Phil Watkins of Australia and Bryn Davis of Philadelphia appeared at a news conference by video link with Irvin and his attorney.
Irvin has filed a $100 million defamation lawsuit against a “Jane Doe” and Marriott International Inc., alleging that a false misconduct claim on Feb. 5 caused him to be kicked out of the Renaissance Phoenix Downtown Hotel hotel and removed from the NFL Network’s Super Bowl week coverage.
Watkins said he saw “nothing at all” that could be considered inappropriate, and that Irvin and the woman shook hands and laughed.
“There was nothing untoward out of the interaction,” and Irvin soon left for the elevator as the woman went back toward the bar, Watkins said.
Irvin has insisted he did nothing wrong during the encounter with the woman and went to his room alone.

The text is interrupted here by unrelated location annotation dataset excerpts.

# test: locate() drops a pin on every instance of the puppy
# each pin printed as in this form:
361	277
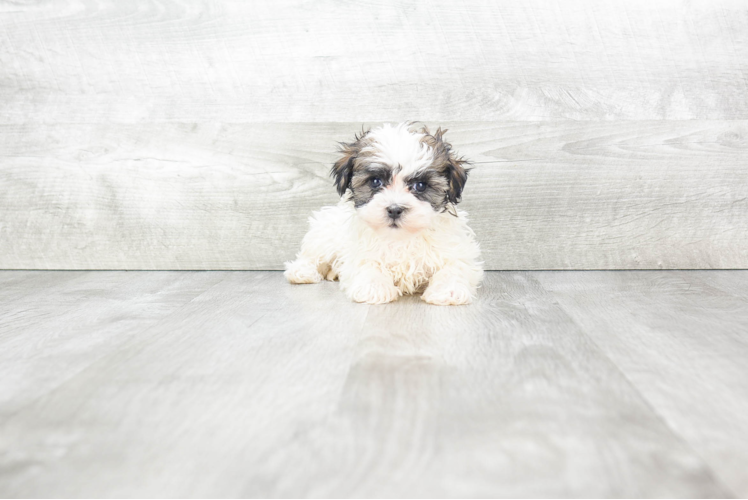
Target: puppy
396	229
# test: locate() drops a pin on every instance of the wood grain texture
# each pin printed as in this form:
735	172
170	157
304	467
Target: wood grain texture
566	195
53	326
257	388
681	338
235	61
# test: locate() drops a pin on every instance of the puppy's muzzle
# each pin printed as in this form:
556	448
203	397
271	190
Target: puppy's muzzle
394	212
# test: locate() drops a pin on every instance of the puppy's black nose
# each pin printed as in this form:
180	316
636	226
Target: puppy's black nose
395	211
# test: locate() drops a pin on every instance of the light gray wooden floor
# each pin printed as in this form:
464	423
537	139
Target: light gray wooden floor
227	384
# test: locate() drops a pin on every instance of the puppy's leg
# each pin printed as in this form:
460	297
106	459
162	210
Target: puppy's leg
368	284
319	249
302	270
454	284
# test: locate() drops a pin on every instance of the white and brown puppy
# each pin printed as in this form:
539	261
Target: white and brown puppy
396	229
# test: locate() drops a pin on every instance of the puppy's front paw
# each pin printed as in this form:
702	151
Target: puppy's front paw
302	271
373	292
447	294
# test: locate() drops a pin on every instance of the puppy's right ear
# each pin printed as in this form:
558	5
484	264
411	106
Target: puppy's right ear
342	170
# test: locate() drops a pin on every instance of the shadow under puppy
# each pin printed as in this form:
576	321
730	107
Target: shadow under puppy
396	229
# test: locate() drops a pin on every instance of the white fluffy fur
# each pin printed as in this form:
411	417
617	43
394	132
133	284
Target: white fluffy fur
431	252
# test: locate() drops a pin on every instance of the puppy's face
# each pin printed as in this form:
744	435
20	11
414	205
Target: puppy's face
399	180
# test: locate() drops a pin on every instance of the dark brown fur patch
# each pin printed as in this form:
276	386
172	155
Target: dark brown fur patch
444	179
447	163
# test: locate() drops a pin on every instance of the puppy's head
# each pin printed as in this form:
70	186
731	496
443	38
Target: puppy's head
399	179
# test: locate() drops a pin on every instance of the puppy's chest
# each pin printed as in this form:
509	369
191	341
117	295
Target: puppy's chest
411	265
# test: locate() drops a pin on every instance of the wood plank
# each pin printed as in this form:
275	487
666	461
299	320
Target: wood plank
682	342
52	330
235	61
263	389
566	195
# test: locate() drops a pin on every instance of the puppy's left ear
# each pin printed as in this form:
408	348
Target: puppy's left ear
457	177
457	169
342	170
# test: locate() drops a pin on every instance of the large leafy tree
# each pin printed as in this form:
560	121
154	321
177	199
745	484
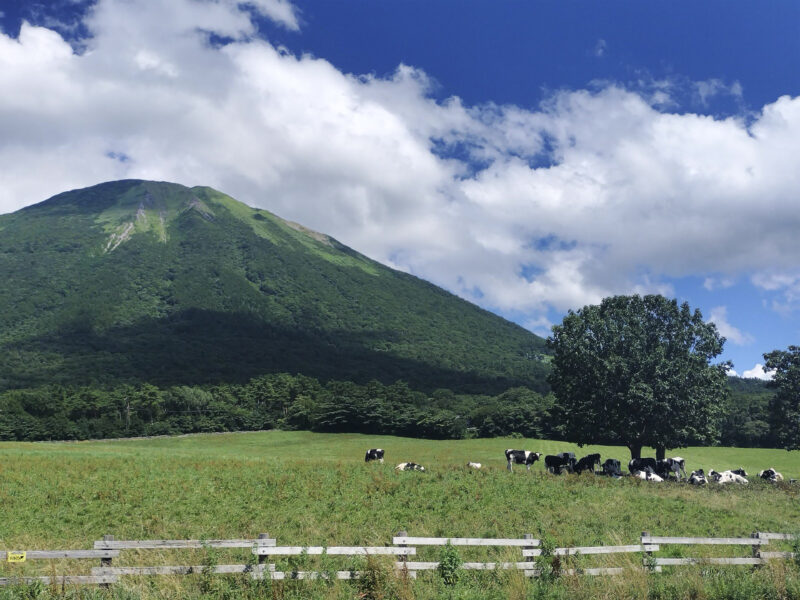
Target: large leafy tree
637	371
785	405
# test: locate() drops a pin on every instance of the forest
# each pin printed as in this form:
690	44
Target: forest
298	402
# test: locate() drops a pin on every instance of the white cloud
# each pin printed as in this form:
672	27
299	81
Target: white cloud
758	372
719	316
716	283
630	196
600	48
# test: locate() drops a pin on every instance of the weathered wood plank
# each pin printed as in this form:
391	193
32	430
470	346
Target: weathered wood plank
177	570
768	555
596	550
652	539
334	550
708	561
426	541
168	544
417	566
320	575
765	535
52	554
61	580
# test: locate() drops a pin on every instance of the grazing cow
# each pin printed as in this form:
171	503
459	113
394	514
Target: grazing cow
727	477
671	466
374	454
647	474
409	467
771	475
698	477
587	463
560	462
640	464
522	457
611	468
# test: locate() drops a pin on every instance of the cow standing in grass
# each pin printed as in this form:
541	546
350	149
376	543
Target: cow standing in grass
521	457
587	463
374	454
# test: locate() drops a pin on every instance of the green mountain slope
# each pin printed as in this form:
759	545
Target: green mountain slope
141	281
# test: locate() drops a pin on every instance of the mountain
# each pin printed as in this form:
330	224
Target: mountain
137	281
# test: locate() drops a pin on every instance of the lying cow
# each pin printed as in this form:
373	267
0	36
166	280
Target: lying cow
727	477
671	466
611	468
771	475
587	463
698	477
521	457
640	464
647	474
564	461
374	454
409	467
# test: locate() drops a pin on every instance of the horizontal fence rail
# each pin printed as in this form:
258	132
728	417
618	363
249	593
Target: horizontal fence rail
55	554
404	547
421	541
334	550
180	544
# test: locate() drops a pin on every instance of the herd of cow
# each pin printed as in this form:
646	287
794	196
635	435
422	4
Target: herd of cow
648	469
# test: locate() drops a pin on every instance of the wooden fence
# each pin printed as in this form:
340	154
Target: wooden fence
403	547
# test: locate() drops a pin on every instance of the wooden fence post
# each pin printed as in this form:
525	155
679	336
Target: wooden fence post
403	533
648	555
756	547
528	536
262	558
106	562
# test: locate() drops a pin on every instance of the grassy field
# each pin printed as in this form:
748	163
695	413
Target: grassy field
304	488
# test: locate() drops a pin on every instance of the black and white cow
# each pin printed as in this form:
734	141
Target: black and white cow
587	463
671	466
611	468
409	467
521	457
647	474
640	464
698	477
564	461
374	454
771	475
727	477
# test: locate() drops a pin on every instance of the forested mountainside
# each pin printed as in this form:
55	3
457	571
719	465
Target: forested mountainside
136	281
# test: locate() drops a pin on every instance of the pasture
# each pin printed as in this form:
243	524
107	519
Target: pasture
315	489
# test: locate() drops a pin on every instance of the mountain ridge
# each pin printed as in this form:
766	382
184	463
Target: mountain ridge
152	281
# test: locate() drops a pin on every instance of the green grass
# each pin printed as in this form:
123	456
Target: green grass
306	488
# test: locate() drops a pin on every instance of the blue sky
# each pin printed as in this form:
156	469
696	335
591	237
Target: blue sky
529	156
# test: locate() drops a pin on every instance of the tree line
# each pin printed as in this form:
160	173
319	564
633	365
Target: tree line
282	401
297	402
634	371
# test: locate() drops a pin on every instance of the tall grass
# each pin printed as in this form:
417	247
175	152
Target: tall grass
312	489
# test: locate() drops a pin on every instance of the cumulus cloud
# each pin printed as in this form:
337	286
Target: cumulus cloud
719	316
758	372
590	194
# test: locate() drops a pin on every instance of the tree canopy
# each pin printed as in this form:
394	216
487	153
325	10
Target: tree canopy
637	371
785	405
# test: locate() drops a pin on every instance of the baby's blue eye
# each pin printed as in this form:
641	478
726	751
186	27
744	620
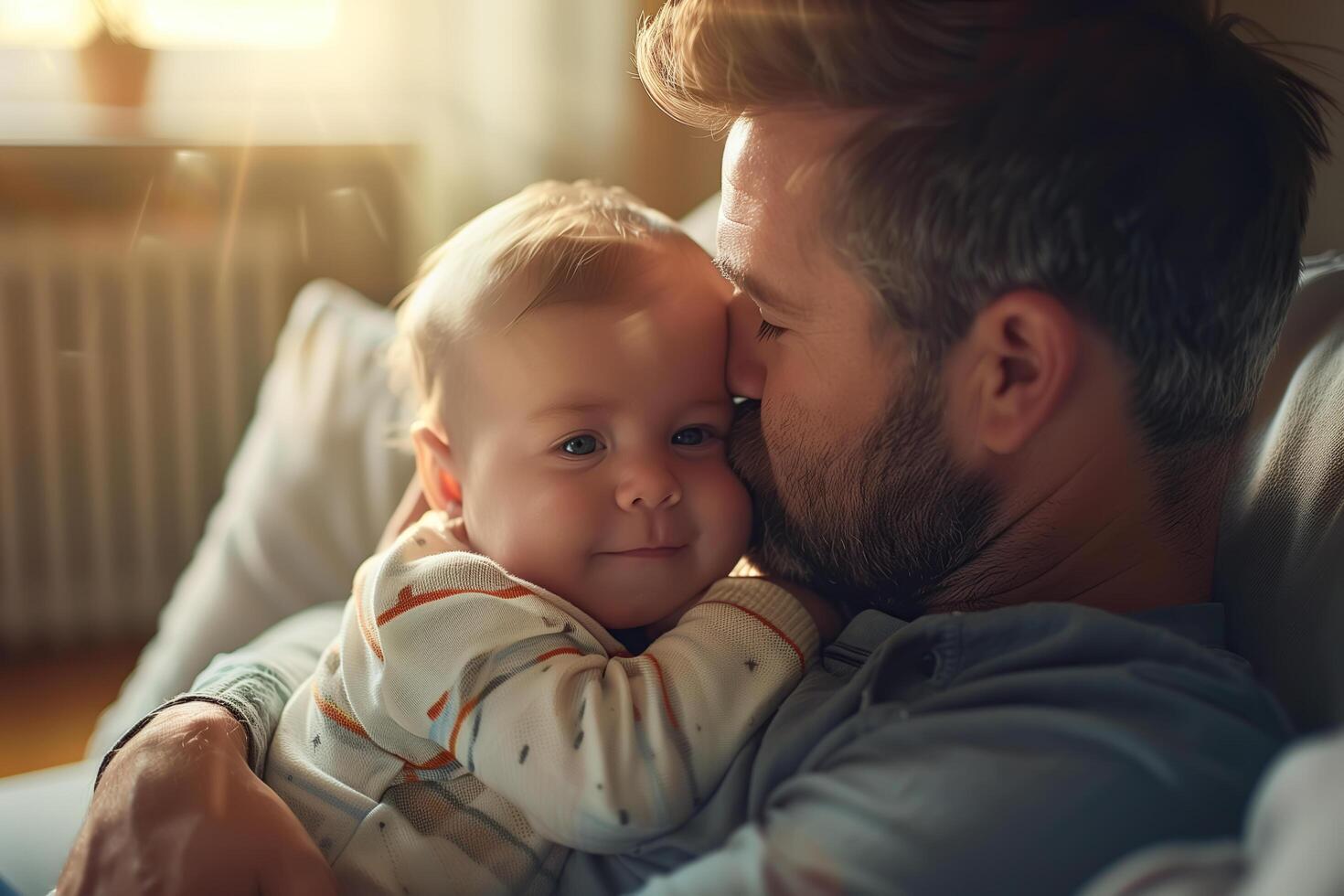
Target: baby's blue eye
691	435
581	445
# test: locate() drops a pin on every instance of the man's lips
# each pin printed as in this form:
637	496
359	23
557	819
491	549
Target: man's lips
646	552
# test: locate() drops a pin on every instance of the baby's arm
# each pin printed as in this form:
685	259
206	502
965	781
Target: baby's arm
600	752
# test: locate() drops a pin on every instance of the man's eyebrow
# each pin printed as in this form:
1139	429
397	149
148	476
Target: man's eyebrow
752	286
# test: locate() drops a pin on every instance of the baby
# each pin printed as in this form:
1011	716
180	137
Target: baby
476	718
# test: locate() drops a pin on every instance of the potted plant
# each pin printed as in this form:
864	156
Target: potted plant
114	68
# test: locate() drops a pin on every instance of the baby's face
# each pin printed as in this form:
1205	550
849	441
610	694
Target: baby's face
592	450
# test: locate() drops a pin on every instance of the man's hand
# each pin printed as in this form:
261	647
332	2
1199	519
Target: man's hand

He has said there was no inappropriate physical contact.
Irvin’s attorney, Levi McCathern, complained that Marriott has not adequately provided him with video footage of the encounter. McCathern said he was allowed to watch a short video in Marriott’s attorney offices on Tuesday but was not allowed to take a copy or make one.
The video showed Irvin and the woman meet and shake hands, and Irvin twice touched her elbow before leaving, McCathern said.
McCathern said he asked a judge to order Marriott to provide him with a copy.
“The allegations are nonsense,” McCathern said. “We need to immediately get Michael back to work, and I believe Renaissance needs to apologize.”
Marriott officials did not immediately respond to a request for comment.
Irvin, who appeared to tear up briefly at the new conference, complained that he hasn’t yet been allowed to see the video. And he compared the allegations and resulting fallout to Jim Crow-era persecution of Black men.
“I couldn’t even tell you what she looked like,” Irvin said. “This just blows my mind, that in 2023 we still dragging and hanging brothers by a tree.”